Member of the Chamber of Deputies
- In office 15 May 1918 – 15 May 1921

Personal details
- Born: 28 March 1891 Le Havre, France
- Died: 11 March 1941 (aged 49) Lisbon, Portugal
- Party: Radical Party
- Spouse(s): Sibila Guevara Reimers; Carmen Vial Freire
- Profession: Lawyer, Diplomat

= Octavio Señoret =

Chilean politician (1891–1941)

Octavio Señoret Silva (28 March 1891 – 11 March 1941) was a Chilean lawyer, politician and diplomat. A prominent member and president of the Radical Party, he served as a deputy, senator, vice president of the Senate, and later as ambassador of Chile to the United Kingdom.

== Biography ==
Señoret Silva was born in Le Havre, France, to Manuel Señoret Astaburuaga and María Mercedes Silva Silva. He married Sibila Guevara Reimers, with whom he had five children. In a second marriage, he married Carmen Vial Freire, with whom he had no children.

He studied at the Liceo de Valparaíso and the Liceo de Talca before pursuing legal studies at the Course of Laws of the French Fathers’ College in Valparaíso. He qualified as a lawyer on 25 April 1913. He practiced law in both Valparaíso and Santiago.

== Political career ==
Señoret Silva militated in the Radical Party, eventually serving as its president.

Between 1909 and 1910, he served as secretary of the Municipality of Viña del Mar. In 1915, he acted as an elector in the presidential election. He was appointed Intendant of Valparaíso on 31 July 1931, a position he held until 12 July 1932.

He was elected deputy for Valparaíso and Casablanca for the legislative period 1918–1921, serving on the Permanent Commission on War and Navy.

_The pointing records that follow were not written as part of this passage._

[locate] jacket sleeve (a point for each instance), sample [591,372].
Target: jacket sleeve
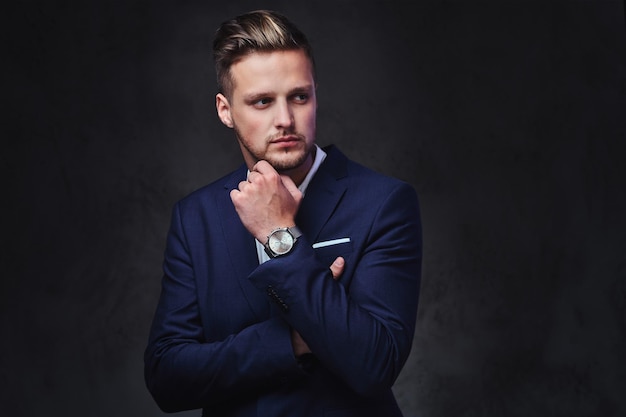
[183,370]
[361,331]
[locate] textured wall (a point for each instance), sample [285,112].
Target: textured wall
[507,117]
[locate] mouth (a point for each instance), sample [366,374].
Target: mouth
[288,140]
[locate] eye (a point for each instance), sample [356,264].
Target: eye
[262,103]
[301,98]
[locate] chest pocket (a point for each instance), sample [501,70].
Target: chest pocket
[328,250]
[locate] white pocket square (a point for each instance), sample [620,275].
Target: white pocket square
[331,242]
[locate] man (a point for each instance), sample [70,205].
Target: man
[290,285]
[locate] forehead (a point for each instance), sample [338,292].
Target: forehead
[272,71]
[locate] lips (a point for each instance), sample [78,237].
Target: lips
[285,141]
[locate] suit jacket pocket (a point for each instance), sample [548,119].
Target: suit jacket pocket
[328,251]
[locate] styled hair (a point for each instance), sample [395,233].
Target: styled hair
[257,31]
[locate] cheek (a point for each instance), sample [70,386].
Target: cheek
[250,125]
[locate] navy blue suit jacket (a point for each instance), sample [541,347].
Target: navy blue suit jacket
[220,339]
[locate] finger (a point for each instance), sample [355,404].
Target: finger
[337,267]
[242,185]
[290,185]
[252,175]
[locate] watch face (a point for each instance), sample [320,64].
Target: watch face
[280,242]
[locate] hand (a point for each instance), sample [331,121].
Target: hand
[299,345]
[265,201]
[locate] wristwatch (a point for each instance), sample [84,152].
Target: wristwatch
[280,241]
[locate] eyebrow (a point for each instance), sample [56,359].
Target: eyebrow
[252,97]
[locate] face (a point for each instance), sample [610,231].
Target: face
[272,110]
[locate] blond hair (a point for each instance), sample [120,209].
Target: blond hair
[257,31]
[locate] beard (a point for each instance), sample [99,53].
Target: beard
[283,159]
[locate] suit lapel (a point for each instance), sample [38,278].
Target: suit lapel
[323,194]
[241,246]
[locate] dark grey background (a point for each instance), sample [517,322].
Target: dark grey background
[507,117]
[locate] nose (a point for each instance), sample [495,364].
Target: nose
[283,118]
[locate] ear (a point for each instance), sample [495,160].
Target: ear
[223,110]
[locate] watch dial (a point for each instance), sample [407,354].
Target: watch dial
[280,242]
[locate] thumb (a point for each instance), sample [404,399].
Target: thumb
[337,267]
[291,187]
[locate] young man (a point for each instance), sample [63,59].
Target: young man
[290,286]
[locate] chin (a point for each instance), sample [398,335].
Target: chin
[288,162]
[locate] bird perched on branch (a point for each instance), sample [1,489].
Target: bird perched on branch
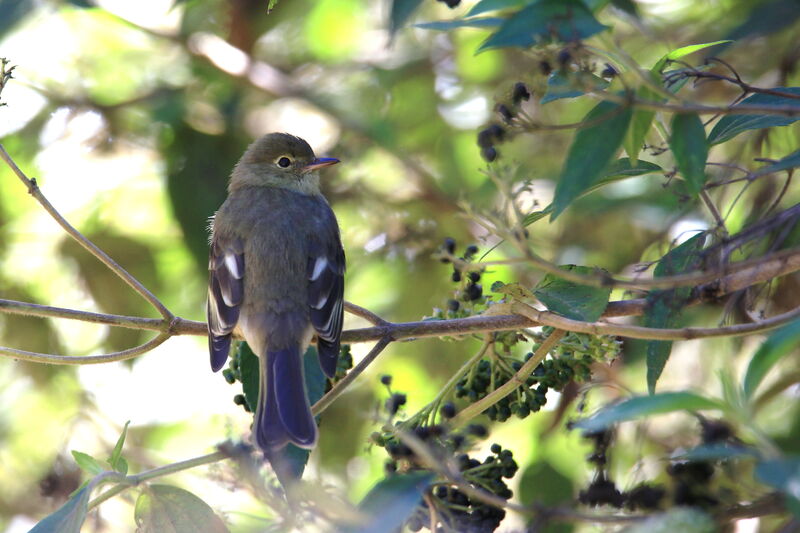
[276,275]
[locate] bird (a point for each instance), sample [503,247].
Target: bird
[276,278]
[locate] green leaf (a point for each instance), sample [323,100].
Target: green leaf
[485,6]
[590,152]
[400,13]
[390,502]
[732,125]
[642,406]
[87,463]
[682,52]
[116,461]
[513,290]
[784,475]
[664,306]
[545,21]
[688,144]
[779,344]
[560,86]
[444,25]
[571,300]
[629,6]
[164,508]
[250,375]
[790,161]
[69,517]
[617,170]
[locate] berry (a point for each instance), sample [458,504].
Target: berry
[448,410]
[489,154]
[520,93]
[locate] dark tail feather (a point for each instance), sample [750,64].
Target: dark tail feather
[283,414]
[328,353]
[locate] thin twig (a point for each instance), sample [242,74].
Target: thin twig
[136,285]
[345,382]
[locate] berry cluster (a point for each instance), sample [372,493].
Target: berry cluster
[470,290]
[455,509]
[494,133]
[487,376]
[691,480]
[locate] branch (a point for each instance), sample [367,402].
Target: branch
[33,190]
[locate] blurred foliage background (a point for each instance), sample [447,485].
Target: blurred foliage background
[131,115]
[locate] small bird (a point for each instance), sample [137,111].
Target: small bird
[276,276]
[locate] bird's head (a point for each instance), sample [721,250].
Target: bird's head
[280,160]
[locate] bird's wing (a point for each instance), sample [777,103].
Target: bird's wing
[225,292]
[325,273]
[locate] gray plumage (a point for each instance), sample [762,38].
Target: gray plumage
[276,275]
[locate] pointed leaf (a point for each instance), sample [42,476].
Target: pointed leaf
[780,343]
[250,375]
[642,406]
[69,517]
[445,25]
[389,503]
[590,152]
[790,161]
[571,300]
[87,463]
[664,306]
[168,509]
[116,461]
[484,6]
[688,144]
[545,21]
[732,125]
[618,170]
[682,52]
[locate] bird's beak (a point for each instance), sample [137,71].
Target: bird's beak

In 1933, he returned to Congress as senator for the Third Provincial District of Aconcagua, serving from 1933 to 1937. This four-year term resulted from the institutional adjustment following the revolutionary events of June 1932. During his senatorial service, he was appointed vice president of the Senate from 23 to 31 May 1933. He presided over the Permanent Commission on Army and Navy and was a member of the Permanent Commission on Foreign Relations. He also served as substitute senator on the Permanent Commissions on Public Education, Finance and Municipal Loans, and Labour and Social Welfare.

== Other activities ==
Señoret Silva was professor of Public Finance at the Course of Laws of Valparaíso in 1923. In 1933, he served as Chilean delegate to the Pan-American Conference in Montevideo. He was appointed ambassador of Chile to the United Kingdom from 1939 to 1941.

He also served as president of the Provincial Committee of Valparaíso, member of the Board of Charity, deputy director of Public Assistance, and member of the Valparaíso Neighbourhood Council. He was vice president of the Unión Ítalo-Chilena Insurance Company and a member of the Club de La Unión.

He died in Lisbon, Portugal, on 11 March 1941, while serving abroad.